I thought the hard part was over, and then this guy says there is a changing room. So I am freaking out like what do I do? Am I required to change in there or is it just in case I want to change in there? Should I want to change in there? I wore my spats under my sweatpants because of this exact situation, but I couldn’t help but think that even with the spats on I should still be in the changing room. At the same time, there was only one changing room and there was a line, and class was about to start.

I was too busy worrying about my ever so slight lateness in being ready to notice that the class didn’t bow in. I bowed to the mat in a sort of half-assed way, like I want to bow to the mats but I’m not sure if you guys do that here… turns out they don’t.

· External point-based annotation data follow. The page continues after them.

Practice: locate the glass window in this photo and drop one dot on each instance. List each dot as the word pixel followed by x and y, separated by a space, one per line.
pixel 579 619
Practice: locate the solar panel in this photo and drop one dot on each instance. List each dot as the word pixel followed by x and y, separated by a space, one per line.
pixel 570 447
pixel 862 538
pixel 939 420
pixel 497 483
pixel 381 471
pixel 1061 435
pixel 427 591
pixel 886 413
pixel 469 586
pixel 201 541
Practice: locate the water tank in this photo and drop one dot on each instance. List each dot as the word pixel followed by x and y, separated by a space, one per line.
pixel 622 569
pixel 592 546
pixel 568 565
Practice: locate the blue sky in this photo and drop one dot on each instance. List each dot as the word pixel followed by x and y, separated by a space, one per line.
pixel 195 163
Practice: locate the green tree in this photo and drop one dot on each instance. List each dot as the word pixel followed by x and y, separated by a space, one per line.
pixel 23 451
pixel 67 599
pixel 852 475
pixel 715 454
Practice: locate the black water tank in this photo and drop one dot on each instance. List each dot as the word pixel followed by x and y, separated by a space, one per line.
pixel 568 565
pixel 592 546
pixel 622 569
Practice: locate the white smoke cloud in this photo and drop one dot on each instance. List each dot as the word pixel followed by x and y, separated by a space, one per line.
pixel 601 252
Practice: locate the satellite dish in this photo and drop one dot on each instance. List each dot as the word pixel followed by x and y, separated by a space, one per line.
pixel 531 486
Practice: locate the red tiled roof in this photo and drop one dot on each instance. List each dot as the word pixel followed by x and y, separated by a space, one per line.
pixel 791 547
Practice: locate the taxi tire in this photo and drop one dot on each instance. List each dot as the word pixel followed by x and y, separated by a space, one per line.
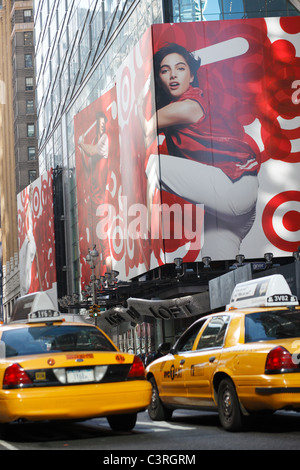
pixel 230 413
pixel 156 410
pixel 123 422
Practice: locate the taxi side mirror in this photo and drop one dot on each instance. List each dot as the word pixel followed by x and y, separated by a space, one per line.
pixel 2 350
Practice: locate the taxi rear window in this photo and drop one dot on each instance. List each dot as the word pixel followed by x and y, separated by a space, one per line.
pixel 272 324
pixel 56 338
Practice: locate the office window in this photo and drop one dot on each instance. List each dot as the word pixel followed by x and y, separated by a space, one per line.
pixel 29 107
pixel 28 60
pixel 30 130
pixel 31 153
pixel 28 83
pixel 31 175
pixel 27 16
pixel 28 38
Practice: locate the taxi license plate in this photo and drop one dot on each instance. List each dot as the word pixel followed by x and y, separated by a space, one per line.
pixel 79 376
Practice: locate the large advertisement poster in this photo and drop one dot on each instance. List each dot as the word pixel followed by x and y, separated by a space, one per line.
pixel 36 237
pixel 208 163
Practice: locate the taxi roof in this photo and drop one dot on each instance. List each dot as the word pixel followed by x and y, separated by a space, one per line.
pixel 269 291
pixel 39 308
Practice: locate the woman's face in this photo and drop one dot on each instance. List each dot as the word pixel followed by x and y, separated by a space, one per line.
pixel 175 75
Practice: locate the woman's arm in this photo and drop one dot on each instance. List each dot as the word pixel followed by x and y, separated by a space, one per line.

As an aside, I really like the process of bowing in and out of class. It helps me separate my personal life from my training. It reminds me to be fully present and focused. As someone with ADHD, I need every reminder I can get to stay focused.

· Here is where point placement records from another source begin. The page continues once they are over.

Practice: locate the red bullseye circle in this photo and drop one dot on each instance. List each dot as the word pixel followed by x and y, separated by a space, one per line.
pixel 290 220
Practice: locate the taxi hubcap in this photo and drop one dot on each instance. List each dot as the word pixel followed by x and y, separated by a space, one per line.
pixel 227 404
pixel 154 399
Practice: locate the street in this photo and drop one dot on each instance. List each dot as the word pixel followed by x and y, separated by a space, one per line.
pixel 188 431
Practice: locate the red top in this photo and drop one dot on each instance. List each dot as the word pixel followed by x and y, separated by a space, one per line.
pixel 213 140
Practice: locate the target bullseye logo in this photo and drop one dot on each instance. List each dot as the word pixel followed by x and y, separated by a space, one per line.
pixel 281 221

Anyways, there was one other female person in this class, so naturally she immediately decided we were partners. I certainly didn’t mind, as the entire class seemed to be busy pretending that new people did not exist. It was strange though. We never switched partners so I really only met this one person. In a way, thats a good thing, but it also has me anxious to go back, because if I meet only one person each class, how will I ever become comfortable in the community as a whole?

I’ll go back tomorrow for a no gi class. It’ll actually be my first no gi class, so Im a bit excited. Im also nervous to meet new people again. And nervous because another school I contacted is telling me nothing about prices until I go there. That makes me not want to go there.

Running with Dog

My mother told me that the dog was good at running. And I mean he sort of is. He’s fast and muscular. But he makes an awful running partner. The dog was so excited to run, I almost want to try again, but it was hard.

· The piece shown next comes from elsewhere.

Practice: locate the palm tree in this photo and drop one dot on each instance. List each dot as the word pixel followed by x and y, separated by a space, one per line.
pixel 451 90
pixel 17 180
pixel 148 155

I am super sure that my dog is secretly trying to kill me. Usually he does this by placing a toy behind my foot as I wash dishes or go to get something out of the fridge. When I go to turn around he hopes that I will trip. But on the run he tried to kill me slightly differently. This time, instead of tripping me with a toy, he decided he would trip me with his body. This dog is not small. This dog is a German Shepherd. And maybe 2 minutes into our run, this dog walks directly in front of me and stops. Why is my dog like this.

So after I tripped over the large animal and didn’t die, Dog decided he would really just run with me. Maybe he had second thoughts after realizing that he needs me to survive. Running with Dog felt like a sort of test in agility. He wouldn’t stay by my side so I let him have the length of his leash and he used this extra room to cross in front of me repeatedly. Until I stepped on his heel and was like bro thats not my fault you need to give me room.

I thought that dog would enjoy running with me even if I am slow. I figured he would stay by my side whether I was running or if I needed a quick walk break. That was not the case. We didn’t even make it a mile before I decided the run was over and that we would walk home. Poor dog. Creature wants to run fast and kill me, but I can’t run fast and prefer not to die.

New Year New Shoes

Somehow I ran a mile in under 10 minutes. That felt pretty good. Not the running part, but that feeling when I finally beat that goal. Now I know that I can. I’ve always had a hard time making progress without someone else pushing me, and I’ve never been okay with that. If I can succeed with someone else pushing me, I should be able to do the same with me pushing me. Because why would I do for someone else what I wouldn’t do for me?

I want to be faster. And so I will be.